I don't think so, you need consent to process personal data anywhere in the world, and you can only transfer it outside of the EU if there are appropriate safeguards - https://gdpr-info.eu/art-46-gdpr/
I used CockroachDB for a university project, and while I think it looks very promising, I found the tooling and documentation to be a bit lacking. I wouldn't use it in production yet. However, when CockroachDB matures a bit I can really see it take off.
Imagine a globally replicated and version controlled object store. You could use this for data, assets, source code, anything you like. Would be incredibly useful for both the development side of things, as well as production.
It would fall short of all of these goals, as it would get turned into advertisement, colorful magazine pseudocontent and malware distribution platform.
Yes. I've thought about a "distributed web" and mocked up some prototypes for a while. At some point, it loops back around and you come to something that is not hugely different from what we already have.
While some of the technical underpinnings could be improved, the state of the internet is determined by social and legal considerations, not technical ones.
You can replicate it to other regions, but it's not assumable that it's replicated by default. You can enable replication to other region's buckets though.
what a dumb article about nothing. hey, a database replicates stuff but so does a CDN! what a brilliant insight. let's make an article with this title but fill it with marketing text.
I'm curious, what sort of read latency is achievable with CockroachDB? Does it support some notion of tunable read consistency in order to achieve lower read latency at the expense of consistency?
Reads from CockroachDB go through a lease holder for the piece of data being read without needing confirmation from any replicas about consistency, so there is no overhead from replication.
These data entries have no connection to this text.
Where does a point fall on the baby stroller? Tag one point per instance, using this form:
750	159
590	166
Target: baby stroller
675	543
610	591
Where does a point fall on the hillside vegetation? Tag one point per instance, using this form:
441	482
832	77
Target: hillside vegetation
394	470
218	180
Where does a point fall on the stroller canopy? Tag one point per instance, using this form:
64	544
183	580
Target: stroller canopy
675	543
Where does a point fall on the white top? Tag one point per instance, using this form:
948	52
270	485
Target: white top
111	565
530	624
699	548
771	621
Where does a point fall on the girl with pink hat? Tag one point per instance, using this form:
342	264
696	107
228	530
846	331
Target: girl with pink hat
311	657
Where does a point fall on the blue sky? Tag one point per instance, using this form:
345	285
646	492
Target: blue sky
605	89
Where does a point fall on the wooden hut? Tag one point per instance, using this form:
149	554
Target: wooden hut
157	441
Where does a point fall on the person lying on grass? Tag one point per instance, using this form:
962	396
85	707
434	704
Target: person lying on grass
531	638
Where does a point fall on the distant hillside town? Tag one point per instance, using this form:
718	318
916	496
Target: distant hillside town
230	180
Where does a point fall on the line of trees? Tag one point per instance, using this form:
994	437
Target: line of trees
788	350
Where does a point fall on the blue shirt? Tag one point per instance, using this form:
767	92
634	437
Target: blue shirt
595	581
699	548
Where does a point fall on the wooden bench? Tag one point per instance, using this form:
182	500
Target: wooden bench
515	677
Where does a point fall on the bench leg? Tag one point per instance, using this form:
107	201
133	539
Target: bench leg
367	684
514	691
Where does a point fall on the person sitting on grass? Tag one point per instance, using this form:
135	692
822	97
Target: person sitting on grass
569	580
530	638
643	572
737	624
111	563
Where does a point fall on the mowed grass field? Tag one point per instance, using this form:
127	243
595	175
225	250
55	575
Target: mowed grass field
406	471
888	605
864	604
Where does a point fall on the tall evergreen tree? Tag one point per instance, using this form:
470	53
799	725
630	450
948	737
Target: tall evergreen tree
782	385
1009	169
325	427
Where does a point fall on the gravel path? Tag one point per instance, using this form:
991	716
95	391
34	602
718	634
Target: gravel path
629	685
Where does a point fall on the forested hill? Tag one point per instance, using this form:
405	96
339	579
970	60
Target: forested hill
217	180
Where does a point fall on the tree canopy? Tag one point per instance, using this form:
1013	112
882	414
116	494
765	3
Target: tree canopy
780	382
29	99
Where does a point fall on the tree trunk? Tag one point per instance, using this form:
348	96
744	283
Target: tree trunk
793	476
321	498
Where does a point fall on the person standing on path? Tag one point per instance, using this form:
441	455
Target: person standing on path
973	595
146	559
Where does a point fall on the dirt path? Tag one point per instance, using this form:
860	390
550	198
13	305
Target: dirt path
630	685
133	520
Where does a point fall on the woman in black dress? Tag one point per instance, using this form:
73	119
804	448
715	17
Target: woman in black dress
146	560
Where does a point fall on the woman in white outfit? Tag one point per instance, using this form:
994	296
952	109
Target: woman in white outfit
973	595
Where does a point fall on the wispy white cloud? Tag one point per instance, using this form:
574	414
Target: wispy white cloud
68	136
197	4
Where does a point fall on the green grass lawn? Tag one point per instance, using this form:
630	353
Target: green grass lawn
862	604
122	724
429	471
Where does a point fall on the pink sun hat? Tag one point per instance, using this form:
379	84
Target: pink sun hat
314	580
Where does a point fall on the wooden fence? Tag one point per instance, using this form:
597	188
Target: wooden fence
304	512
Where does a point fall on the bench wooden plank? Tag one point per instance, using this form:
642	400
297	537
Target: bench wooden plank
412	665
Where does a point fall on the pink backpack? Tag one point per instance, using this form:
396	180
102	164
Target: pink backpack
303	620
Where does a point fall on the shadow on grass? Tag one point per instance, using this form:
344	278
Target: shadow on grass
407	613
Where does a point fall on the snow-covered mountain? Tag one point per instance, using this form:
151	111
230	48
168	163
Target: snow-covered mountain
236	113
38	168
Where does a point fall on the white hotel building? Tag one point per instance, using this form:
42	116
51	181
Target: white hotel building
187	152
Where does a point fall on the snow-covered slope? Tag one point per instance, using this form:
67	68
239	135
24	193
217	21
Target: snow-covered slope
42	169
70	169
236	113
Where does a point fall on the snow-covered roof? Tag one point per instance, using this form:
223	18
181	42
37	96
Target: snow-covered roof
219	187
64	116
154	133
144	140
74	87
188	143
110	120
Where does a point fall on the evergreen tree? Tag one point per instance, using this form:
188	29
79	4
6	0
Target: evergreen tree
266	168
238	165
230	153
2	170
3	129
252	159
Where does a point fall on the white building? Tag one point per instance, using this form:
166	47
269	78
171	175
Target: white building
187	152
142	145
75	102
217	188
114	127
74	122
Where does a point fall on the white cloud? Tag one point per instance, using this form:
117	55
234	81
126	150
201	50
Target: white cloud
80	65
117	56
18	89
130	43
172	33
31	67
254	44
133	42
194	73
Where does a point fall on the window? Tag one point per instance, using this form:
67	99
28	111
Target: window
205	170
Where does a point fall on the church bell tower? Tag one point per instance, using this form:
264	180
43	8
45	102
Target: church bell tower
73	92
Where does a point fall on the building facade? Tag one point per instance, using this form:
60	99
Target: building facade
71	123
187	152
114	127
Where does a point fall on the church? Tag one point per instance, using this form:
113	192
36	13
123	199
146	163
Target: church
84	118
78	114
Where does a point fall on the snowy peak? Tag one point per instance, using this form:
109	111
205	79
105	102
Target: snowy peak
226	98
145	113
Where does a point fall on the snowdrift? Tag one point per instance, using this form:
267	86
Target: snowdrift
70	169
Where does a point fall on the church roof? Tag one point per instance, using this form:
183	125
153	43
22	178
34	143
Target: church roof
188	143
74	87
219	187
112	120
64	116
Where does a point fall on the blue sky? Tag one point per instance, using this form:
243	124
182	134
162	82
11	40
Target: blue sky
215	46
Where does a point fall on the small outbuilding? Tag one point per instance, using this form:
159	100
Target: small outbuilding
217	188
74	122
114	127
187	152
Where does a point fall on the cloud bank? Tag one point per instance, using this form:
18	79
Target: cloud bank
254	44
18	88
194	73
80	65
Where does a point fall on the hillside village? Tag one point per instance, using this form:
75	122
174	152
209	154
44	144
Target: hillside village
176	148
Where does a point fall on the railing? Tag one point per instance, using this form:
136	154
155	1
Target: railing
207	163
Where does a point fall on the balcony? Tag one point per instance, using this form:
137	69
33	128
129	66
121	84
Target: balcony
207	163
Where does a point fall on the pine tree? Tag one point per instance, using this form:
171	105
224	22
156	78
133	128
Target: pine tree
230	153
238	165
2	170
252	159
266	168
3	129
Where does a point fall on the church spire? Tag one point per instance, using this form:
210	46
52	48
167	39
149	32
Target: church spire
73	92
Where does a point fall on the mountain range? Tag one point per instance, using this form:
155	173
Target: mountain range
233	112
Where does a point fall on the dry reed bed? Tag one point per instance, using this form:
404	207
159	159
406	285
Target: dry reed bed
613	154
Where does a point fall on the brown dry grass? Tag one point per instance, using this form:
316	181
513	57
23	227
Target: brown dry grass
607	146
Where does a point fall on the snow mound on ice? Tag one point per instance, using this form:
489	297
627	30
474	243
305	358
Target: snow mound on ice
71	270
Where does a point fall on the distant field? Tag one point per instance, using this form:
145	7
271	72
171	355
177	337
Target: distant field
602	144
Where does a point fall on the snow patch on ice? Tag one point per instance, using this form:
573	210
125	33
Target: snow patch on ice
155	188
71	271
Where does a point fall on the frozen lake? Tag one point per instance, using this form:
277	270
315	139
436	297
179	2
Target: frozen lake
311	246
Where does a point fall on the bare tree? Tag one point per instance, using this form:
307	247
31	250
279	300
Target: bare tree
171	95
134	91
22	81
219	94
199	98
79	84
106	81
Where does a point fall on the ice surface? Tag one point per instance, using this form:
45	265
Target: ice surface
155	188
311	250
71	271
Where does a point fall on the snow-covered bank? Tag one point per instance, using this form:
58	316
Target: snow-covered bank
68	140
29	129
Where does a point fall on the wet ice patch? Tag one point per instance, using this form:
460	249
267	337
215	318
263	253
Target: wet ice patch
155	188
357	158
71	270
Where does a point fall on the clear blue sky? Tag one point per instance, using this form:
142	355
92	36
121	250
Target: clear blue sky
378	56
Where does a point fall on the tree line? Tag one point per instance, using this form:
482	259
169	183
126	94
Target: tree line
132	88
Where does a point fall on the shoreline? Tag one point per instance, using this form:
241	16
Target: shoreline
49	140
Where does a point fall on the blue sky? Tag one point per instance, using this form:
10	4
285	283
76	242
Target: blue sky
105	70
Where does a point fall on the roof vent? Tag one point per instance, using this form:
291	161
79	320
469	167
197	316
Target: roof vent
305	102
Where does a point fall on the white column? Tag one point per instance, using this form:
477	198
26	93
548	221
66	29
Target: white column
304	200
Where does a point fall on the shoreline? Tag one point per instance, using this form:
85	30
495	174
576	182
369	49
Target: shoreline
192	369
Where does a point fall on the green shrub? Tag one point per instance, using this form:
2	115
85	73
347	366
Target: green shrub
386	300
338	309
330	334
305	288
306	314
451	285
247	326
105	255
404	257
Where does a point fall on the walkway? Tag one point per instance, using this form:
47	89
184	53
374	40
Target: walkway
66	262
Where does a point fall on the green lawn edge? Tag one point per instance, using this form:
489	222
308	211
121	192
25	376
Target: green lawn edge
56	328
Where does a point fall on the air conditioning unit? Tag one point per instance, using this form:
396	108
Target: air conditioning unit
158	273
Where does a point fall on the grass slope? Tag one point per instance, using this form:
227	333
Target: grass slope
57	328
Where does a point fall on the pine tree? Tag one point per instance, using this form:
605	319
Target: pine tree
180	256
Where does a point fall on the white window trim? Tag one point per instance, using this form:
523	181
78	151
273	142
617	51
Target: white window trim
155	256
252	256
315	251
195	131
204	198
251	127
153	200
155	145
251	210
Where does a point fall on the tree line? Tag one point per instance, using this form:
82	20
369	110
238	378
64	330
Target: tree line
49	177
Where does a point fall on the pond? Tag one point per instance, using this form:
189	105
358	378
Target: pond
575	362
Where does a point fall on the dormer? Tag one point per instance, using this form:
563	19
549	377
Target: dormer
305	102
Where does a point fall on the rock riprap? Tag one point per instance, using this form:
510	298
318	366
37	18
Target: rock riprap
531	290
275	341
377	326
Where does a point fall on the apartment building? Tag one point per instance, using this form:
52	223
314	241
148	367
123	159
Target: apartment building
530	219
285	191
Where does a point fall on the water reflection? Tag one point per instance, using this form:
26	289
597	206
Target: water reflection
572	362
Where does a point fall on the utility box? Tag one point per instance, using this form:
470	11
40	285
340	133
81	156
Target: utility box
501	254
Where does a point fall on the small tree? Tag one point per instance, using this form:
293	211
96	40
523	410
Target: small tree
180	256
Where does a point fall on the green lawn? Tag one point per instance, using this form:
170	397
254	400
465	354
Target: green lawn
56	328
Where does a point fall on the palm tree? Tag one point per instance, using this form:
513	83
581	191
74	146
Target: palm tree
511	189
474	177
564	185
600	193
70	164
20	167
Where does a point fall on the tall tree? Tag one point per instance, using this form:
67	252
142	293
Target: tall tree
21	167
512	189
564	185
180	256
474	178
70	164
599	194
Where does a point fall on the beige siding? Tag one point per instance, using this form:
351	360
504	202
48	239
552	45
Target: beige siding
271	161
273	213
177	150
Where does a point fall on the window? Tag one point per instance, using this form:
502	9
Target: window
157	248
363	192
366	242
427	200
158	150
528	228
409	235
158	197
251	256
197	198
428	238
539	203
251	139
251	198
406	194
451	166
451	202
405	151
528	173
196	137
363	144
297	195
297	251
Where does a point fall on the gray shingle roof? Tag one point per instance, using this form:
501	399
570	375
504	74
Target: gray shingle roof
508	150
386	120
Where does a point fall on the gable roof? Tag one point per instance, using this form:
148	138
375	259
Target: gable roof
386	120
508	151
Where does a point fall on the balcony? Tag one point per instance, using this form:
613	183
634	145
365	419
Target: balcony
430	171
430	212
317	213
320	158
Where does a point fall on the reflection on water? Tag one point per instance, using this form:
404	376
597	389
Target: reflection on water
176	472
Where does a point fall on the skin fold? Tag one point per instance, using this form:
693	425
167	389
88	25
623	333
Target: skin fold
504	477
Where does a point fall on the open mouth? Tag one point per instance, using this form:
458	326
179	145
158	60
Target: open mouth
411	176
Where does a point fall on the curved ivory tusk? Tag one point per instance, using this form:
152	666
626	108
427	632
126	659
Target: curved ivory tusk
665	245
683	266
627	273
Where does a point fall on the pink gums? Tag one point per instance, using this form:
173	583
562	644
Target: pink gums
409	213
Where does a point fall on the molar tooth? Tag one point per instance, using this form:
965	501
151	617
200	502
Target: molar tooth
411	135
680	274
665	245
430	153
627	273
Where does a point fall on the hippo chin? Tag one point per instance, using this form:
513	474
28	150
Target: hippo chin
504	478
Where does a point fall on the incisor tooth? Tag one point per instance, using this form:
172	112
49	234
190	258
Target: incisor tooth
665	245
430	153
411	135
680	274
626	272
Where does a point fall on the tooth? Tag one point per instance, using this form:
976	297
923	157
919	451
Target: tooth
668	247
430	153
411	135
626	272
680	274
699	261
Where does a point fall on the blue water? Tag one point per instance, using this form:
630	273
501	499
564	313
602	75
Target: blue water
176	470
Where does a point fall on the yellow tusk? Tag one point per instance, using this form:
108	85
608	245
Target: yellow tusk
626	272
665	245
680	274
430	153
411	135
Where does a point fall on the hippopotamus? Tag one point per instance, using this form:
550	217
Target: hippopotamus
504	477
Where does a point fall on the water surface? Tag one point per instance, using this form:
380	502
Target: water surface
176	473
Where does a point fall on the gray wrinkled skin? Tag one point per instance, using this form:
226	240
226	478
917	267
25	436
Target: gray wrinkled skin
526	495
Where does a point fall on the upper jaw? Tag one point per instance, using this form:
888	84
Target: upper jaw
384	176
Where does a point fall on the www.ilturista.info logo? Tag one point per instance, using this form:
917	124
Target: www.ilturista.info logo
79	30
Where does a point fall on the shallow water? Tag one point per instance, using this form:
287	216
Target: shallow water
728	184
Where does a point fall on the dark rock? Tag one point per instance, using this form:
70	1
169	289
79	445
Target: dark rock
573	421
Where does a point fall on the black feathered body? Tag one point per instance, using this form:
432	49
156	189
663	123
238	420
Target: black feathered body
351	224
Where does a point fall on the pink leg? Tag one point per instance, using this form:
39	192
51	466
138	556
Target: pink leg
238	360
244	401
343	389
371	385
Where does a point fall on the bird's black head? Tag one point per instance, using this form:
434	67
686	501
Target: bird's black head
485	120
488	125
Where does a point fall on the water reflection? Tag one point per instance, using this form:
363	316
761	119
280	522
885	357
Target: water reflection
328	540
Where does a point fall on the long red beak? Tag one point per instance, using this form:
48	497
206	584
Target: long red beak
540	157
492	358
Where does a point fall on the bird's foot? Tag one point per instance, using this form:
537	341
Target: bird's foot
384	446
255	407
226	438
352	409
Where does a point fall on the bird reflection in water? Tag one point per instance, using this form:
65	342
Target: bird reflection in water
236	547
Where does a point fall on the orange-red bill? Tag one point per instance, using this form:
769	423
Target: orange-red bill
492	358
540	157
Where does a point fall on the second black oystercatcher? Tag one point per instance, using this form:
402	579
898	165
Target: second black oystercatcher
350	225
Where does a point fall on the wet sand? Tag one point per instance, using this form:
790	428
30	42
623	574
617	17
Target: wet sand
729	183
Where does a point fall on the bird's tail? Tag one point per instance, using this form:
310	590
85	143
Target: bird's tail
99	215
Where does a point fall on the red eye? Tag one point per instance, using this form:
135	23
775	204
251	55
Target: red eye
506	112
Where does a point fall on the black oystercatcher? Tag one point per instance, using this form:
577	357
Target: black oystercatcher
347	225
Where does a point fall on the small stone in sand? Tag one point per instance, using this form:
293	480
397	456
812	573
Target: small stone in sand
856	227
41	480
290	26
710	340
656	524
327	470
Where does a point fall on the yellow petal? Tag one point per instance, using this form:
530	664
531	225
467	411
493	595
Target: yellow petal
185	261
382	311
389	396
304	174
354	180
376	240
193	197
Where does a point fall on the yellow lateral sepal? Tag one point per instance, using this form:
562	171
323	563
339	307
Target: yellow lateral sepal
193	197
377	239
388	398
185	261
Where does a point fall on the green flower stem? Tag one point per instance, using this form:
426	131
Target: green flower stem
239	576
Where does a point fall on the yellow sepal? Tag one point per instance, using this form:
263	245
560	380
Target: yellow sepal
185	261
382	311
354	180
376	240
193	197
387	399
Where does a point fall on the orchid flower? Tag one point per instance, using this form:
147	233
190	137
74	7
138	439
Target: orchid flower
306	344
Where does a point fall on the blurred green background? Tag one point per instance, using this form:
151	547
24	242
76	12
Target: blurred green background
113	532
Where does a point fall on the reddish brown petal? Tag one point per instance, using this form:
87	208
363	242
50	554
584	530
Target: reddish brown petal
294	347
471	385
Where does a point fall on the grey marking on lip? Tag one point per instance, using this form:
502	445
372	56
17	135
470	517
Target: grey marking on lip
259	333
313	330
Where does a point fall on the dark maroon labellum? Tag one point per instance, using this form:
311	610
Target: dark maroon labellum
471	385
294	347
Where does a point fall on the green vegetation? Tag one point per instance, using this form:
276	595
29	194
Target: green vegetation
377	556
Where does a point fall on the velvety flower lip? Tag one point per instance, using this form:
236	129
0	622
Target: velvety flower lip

But read latency can be affected by writes on the data (conflicts), because it is fundamentally a consistent system (serializable). This is not tunable.
Thanks, that makes sense (and provides good context for the article). So for a cluster spanning multiple regions, one region can support low-latency reads for a given range, but reads in any other region will have to go cross-region to the leaseholder. Being able to move the leaseholder around to optimize read latency makes a lot of sense.
It would also be useful to me, in some cases, to be able to perform a read-only query in an "inconsistent" mode to avoid that cross-region latency, at the expense of potentially receiving stale data.
Their performance is 0.1-0.03 of postgres. And spectre makes your aws-vps ~0.7x compared to previously. Meaning you can't use it for performance-sensitive stuff (the whole point of fancy sharding and (no/new)sql).
And I agree that this is perhaps one of the many situations where people throw away the "C" of "ACID" for no reason beyond it is modern to do so. (At least most strive for "Eventual Consistency", but that's another can of worms.)
This is even less understandable once you notice that PostgreSQL offers a lot more features than most other databases (SQL or NoSQL) and is extremely flexible and extensible - even if you use it just as a fancy JSON or XML store.